Le public ? Les témoins des différentes causes inscrites au rôle de l’audience. Derrière, des soldats d’infanterie, baïonnette au canon.

Un tirailleur indigène, d’abord. Il a déserté. Il parle mal français, et un sergent de son régiment lui sert d’interprète. Ça ne dure pas longtemps, nom d’une pipe ! Cinq minutes à peine. Trois ans de travaux publics. Le Bico s’en va en pleurant.

Un fantassin, ensuite. Attitude morne, abattue. Il est accusé d’avoir dit à son adjudant qui refusait de le laisser sortir du quartier : « Je te casserais bien une patte. » C’est un garçon très bien, à ce qu’on dit, de famille riche. Le fait est qu’il s’est payé un avocat civil qui a mis sa toque de travers et qui fait de grands gestes pour se débarrasser des manches de sa toge, beaucoup trop longues.

Il plaide l’enfantillage, l’avocat civil. Ça ne réussit pas à son client : cinq ans de prison. C’est le minimum, après tout.


— Affaire Queslier !

On nous a fait sortir, l’autre témoin et moi ; mais, de l’endroit où l’on nous a relégués, je puis entendre à peu près tout. Queslier, simplement, explique l’affaire. Il assure qu’au moment où il a dû cesser de faire le peloton, il était très malade et que, du reste, il l’est encore. Depuis qu’il est à Tunis, il a demandé la visite d’un médecin qui pourrait constater la véracité de ses affirmations. On lui a refusé cette visite.

La voix du président s’élève, hargneuse.

— Abrégez ! abrégez ! Le fait de se faire porter malade au cours d’un exercice est assimilé à un refus d’obéissance, lorsque le major ne reconnaît pas la maladie. Vous êtes-vous fait porter malade ?

— Oui, mon colonel.

— Que faisiez-vous en ce moment-là ?

— Le peloton de punition.

— Le major a-t-il constaté votre maladie ?

— Non, mon colonel, mais…

— Asseyez-vous !


On nous fait rentrer dans la salle pendant que le greffier lit l’acte d’accusation.

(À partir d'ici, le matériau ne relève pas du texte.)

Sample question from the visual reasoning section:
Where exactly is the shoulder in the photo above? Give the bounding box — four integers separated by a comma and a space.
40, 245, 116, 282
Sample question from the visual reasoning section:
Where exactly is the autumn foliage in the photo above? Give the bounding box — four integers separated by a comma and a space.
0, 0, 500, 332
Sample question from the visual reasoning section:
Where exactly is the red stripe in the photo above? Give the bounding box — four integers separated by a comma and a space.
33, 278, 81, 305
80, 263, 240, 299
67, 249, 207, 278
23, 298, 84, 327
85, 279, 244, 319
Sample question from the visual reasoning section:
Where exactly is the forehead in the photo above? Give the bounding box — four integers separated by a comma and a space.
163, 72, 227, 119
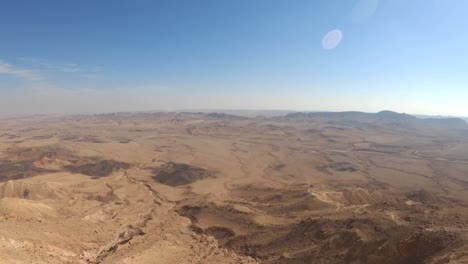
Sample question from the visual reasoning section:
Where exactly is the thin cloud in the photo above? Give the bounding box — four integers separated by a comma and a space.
0, 60, 41, 81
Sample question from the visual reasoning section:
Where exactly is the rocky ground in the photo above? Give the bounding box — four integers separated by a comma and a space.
0, 112, 468, 263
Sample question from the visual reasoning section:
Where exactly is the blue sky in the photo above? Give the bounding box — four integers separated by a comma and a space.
0, 0, 468, 116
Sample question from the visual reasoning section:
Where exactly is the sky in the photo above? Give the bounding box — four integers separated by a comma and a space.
0, 0, 468, 116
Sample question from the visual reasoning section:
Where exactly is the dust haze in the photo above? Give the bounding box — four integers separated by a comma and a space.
0, 111, 468, 264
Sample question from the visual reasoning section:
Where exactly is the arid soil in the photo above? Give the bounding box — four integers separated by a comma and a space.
0, 112, 468, 264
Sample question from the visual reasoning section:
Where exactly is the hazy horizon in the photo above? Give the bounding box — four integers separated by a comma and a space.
0, 0, 468, 117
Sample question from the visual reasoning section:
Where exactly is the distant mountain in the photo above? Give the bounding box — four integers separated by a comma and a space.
284, 110, 468, 129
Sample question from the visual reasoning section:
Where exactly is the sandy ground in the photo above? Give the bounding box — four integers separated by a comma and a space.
0, 113, 468, 263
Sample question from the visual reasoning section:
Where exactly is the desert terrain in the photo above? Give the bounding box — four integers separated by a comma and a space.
0, 111, 468, 264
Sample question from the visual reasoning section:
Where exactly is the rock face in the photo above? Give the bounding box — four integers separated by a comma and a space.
153, 162, 214, 186
285, 111, 468, 129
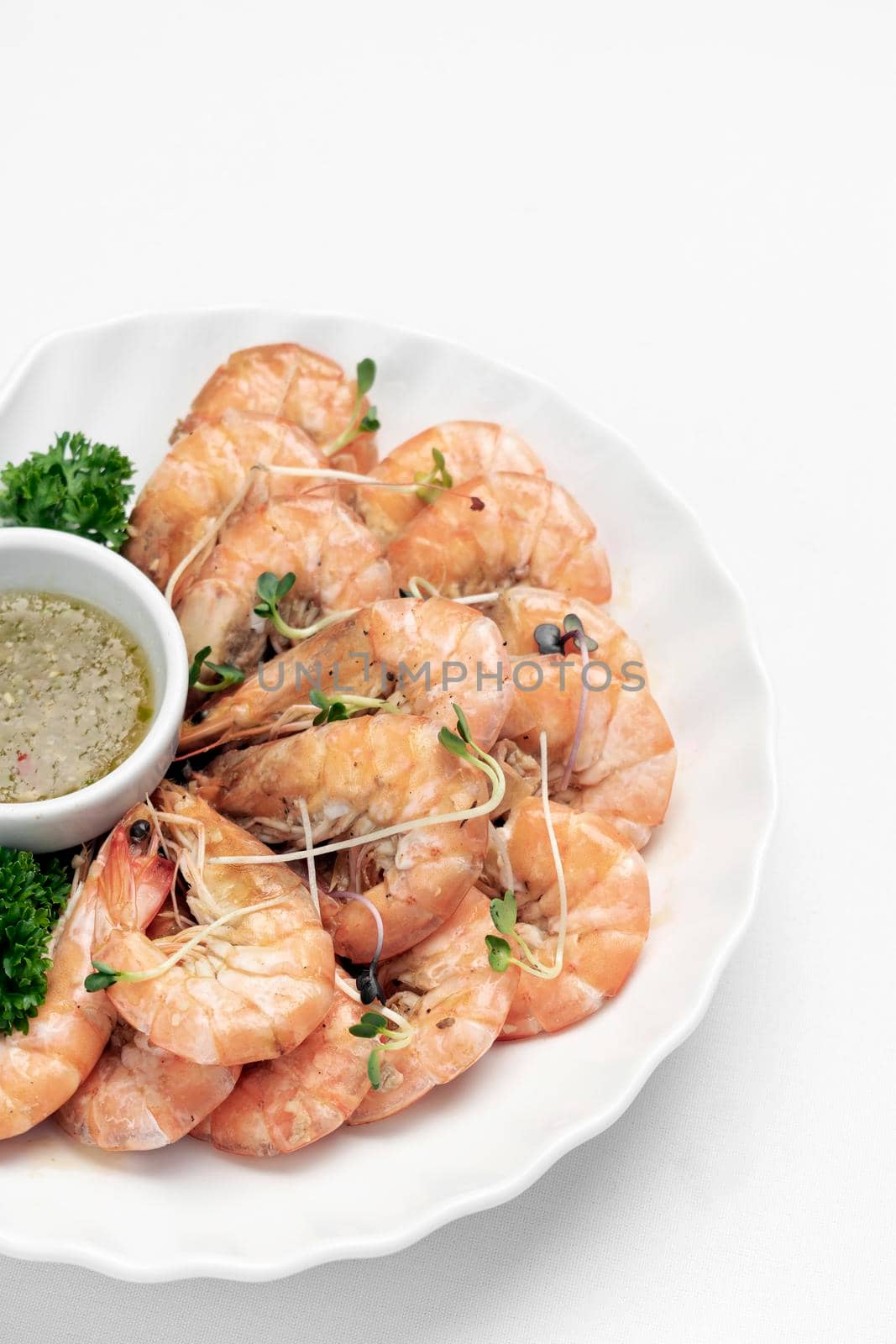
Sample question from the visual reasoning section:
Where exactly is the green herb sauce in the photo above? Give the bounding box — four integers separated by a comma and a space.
0, 591, 153, 804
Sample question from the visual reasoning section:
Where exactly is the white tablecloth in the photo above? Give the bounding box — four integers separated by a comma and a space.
0, 0, 896, 1344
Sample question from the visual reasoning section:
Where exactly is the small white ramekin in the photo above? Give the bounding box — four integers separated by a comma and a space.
0, 527, 186, 853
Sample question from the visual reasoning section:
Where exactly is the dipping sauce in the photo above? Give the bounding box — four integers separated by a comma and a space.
0, 591, 152, 804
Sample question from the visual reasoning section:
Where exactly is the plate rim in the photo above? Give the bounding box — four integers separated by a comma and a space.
0, 304, 779, 1282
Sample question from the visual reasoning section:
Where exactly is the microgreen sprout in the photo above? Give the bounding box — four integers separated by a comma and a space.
485, 730, 567, 979
324, 359, 380, 457
414, 448, 454, 504
533, 612, 598, 654
208, 704, 506, 864
253, 462, 485, 513
348, 1012, 414, 1090
254, 570, 358, 643
398, 574, 501, 606
190, 643, 246, 695
307, 688, 401, 727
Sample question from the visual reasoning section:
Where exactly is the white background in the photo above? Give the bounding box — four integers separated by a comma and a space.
0, 0, 896, 1344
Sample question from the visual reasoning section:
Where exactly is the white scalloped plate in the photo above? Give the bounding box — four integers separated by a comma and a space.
0, 311, 775, 1281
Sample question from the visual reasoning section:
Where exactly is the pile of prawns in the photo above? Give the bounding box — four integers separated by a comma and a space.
0, 344, 676, 1158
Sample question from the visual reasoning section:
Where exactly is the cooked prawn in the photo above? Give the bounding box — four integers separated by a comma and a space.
0, 806, 173, 1138
501, 650, 676, 849
94, 781, 334, 1066
489, 798, 650, 1039
123, 410, 331, 596
193, 714, 488, 963
178, 343, 376, 472
193, 986, 371, 1158
485, 583, 646, 681
348, 889, 520, 1125
55, 1021, 239, 1153
175, 493, 392, 670
180, 598, 513, 753
387, 472, 610, 602
354, 421, 544, 542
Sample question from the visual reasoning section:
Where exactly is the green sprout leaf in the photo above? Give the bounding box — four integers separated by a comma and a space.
485, 932, 511, 972
188, 643, 246, 695
563, 612, 598, 654
307, 688, 351, 727
439, 728, 470, 761
489, 891, 516, 934
414, 448, 454, 504
85, 958, 119, 995
188, 643, 211, 685
454, 703, 473, 743
348, 1021, 379, 1040
255, 570, 296, 621
356, 359, 376, 396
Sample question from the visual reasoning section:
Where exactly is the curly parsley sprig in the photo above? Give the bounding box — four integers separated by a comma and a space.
0, 848, 71, 1037
0, 432, 134, 551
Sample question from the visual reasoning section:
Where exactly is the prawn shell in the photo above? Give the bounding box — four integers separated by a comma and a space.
180, 598, 513, 753
354, 421, 544, 542
348, 889, 520, 1125
387, 472, 611, 602
196, 988, 371, 1158
501, 798, 650, 1040
123, 410, 331, 600
96, 781, 334, 1067
55, 1026, 239, 1153
193, 714, 488, 963
175, 491, 392, 672
0, 804, 173, 1140
182, 341, 378, 473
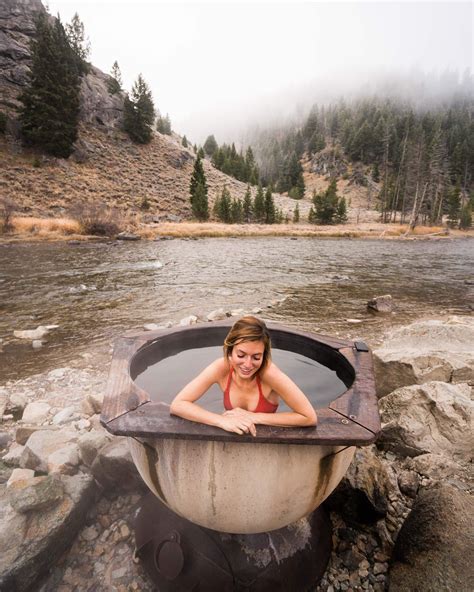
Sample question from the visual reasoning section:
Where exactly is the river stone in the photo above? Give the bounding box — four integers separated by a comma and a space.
8, 475, 64, 514
6, 393, 28, 418
388, 483, 474, 592
373, 316, 474, 397
116, 232, 140, 241
77, 430, 111, 467
326, 447, 398, 525
47, 443, 80, 475
0, 388, 8, 422
378, 382, 474, 458
21, 401, 51, 424
0, 474, 96, 592
398, 471, 420, 498
7, 469, 35, 487
53, 405, 77, 425
20, 428, 78, 473
15, 425, 59, 445
2, 442, 25, 467
13, 325, 50, 341
91, 437, 143, 491
367, 294, 393, 313
207, 308, 227, 321
179, 315, 198, 327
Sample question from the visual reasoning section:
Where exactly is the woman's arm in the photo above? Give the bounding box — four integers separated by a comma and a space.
170, 359, 256, 436
225, 363, 318, 427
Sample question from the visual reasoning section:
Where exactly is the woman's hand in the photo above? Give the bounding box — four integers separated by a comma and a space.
218, 408, 257, 436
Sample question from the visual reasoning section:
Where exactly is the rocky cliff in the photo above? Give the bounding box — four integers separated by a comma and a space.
0, 0, 258, 216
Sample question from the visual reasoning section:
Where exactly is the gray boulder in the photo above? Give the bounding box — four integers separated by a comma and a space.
367, 294, 393, 313
326, 448, 399, 524
0, 474, 96, 592
388, 484, 474, 592
8, 469, 64, 514
91, 437, 144, 491
378, 382, 474, 458
20, 429, 78, 473
374, 317, 474, 397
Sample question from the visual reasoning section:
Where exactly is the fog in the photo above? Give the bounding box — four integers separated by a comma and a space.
49, 0, 473, 143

Le colonel nous interroge, mon camarade et moi. Trois questions à chacun ; celles qu’il a déjà posées à Queslier. Impossible de placer un mot. Brutalement, il nous coupe la parole.

Queslier sera condamné, le malheureux ; c’est certain. Le parti pris est gravé sur toutes ces faces de galonnés qui sont nos supérieurs, ― et qui sont aussi nos juges.

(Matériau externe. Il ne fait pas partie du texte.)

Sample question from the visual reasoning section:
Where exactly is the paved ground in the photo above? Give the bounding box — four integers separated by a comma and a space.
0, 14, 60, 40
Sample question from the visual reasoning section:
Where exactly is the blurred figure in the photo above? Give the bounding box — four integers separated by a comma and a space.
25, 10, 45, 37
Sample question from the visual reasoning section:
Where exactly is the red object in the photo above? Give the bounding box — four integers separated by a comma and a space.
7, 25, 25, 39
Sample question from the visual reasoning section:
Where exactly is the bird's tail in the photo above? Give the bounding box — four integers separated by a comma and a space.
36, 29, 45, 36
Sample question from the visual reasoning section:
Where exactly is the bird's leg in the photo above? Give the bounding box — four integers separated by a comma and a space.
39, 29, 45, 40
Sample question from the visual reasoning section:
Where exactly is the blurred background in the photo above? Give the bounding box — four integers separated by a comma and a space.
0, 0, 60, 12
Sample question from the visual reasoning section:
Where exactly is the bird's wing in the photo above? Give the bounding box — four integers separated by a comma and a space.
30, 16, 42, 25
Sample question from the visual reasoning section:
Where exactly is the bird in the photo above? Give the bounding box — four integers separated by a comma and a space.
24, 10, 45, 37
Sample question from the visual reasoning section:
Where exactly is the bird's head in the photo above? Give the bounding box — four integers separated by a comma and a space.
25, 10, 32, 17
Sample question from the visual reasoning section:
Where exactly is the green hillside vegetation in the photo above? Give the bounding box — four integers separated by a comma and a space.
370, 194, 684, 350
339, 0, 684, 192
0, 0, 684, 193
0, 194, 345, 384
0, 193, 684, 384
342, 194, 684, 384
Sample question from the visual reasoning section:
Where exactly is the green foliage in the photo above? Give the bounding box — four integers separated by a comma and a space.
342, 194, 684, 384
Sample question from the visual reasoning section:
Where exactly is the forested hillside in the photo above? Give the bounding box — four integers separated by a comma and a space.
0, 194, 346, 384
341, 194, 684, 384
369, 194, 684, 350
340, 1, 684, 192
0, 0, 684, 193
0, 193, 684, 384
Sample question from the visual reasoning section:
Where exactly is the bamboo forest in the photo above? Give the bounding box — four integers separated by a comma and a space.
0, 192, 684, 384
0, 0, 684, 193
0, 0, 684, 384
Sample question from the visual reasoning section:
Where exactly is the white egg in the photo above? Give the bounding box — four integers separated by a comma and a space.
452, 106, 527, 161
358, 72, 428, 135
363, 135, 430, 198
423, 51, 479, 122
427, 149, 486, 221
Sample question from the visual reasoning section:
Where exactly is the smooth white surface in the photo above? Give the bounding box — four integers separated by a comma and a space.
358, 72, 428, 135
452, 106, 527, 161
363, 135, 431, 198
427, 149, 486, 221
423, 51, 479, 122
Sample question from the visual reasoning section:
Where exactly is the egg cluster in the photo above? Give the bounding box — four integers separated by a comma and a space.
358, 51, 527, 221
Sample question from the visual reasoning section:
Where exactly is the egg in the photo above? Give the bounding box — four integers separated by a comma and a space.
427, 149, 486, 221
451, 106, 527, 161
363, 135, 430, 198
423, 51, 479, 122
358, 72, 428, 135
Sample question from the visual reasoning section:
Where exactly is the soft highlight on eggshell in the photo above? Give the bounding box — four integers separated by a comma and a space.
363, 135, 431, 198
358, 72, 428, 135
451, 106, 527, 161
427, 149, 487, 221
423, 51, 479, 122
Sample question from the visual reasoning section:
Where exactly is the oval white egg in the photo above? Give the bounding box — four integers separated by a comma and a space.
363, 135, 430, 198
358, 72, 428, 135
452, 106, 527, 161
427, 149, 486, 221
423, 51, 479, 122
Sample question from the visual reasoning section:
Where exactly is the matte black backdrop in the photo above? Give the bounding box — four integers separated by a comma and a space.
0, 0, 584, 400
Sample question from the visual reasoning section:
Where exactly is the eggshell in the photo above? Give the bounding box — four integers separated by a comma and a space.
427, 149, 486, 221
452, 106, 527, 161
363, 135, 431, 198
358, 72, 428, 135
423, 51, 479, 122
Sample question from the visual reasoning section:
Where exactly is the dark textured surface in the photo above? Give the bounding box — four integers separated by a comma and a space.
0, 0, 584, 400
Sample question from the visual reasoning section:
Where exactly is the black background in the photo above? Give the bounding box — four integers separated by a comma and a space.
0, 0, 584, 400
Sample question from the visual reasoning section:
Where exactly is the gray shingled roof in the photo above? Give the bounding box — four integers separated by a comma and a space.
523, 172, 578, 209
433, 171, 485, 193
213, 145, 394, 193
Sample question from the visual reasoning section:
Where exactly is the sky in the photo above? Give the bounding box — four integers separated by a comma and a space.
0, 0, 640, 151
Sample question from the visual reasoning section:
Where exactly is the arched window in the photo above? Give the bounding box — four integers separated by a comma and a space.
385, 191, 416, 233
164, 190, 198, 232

Le commissaire a la parole. Il n’en abuse point. Il se contente de lire les punitions du prévenu qui, affirme-t-il, est un sujet dangereux.

C’est ainsi qu’il soutient une accusation, ce commissaire-là.

Il est vrai qu’il demande le maximum de la peine.

Le défenseur s’avance. C’est un sous-lieutenant de zouaves, tout jeune, qui tremble, devant son colonel, un peu plus fort que la feuille de papier qu’il tient à la main. C’est pourtant difficile. Il la lit, cette feuille de papier, en bredouillant, en mâchant les mots, en avalant des phrases entières. Oh ! la belle plaidoirie ! Et comme la confiance doit descendre dans l’âme d’un inculpé, lorsqu’il voit sa liberté ou sa vie disputée aux membres d’un tribunal par un orateur de cette force !


Tiens ! c’est fini… À propos, quelles sont ses conclusions, à l’avocat ? Moi, je ne sais pas. J’ai des bourdonnements dans les oreilles. Je n’entends plus. Que demande-t-il ? Le minimum, ou l’acquittement ― ou le maximum ?

Pourquoi pas ? puisque son supérieur ― le commissaire ― l’a demandé…


— Queslier, avez-vous quelque chose à dire pour votre défense ?

— J’ai à dire que je n’ai refusé d’obéir à personne. Étant malade, je n’ai pu continuer un exercice que j’accomplissais. Malheureusement pour moi, le major…

— Asseyez-vous.


Les juges font semblant de délibérer. Ils rendent le verdict : Deux ans de prison.